Nel dubbio il governo americano avviò una serie di studi denominati Project Sign, Project Grudge, Project Twinkle e Project Blue Book. A capo si alternarono ufficiali dell'aviazione militare che poterono contare sulla consulenza dei migliori scienziati. Ma nonostante tutte le «migliori intenzioni», ogni approfondimento concluse che nessun oggetto avvistato poteva essere considerato «extraterrestre». I dati di queste ricerche confluirono infine nel «progetto Condon» redatto dall'Università del Colorado. Gli esperti sentenziarono che che gli avvistamenti furono il risultato di: isteria di massa, individui in cerca pubblicità se non addirittura psicopatici, errori di identificazione di oggetti convenzionali.
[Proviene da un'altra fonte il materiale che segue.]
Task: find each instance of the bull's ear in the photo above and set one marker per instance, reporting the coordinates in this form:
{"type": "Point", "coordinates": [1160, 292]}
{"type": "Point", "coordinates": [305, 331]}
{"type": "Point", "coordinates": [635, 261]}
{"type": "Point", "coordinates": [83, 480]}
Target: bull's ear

Conclusioni che non convinsero i più accaniti ufologi che anzi accusarono il governo Usa di nascondere le prove degli avvistamenti. Individuando persino una base militare, denominata Area 51, dove sarebbe custoditi pezzi di astronavi e corpi di alieni. E a nulla sono bastate le precisazioni dei comandi militari che ammettono l'esistenza di questa installazione, ma come laboratorio di ricerca per progetti supersegreti.

Per gli scettici dunque gli extraterrestri rimangono patrimonio di gente romantica e un po' svitata, se non veri mitomani.

Per i «fedeli» invece ci sono eccome, vanno e vengono da migliaia di anni e i governi ne negano l'esistenza solo per paura. Ma basta avere pazienza, prima o poi la loro presenza sarà nota a tutti e noi potremmo usare le loro astronavi per ricambiare la visita.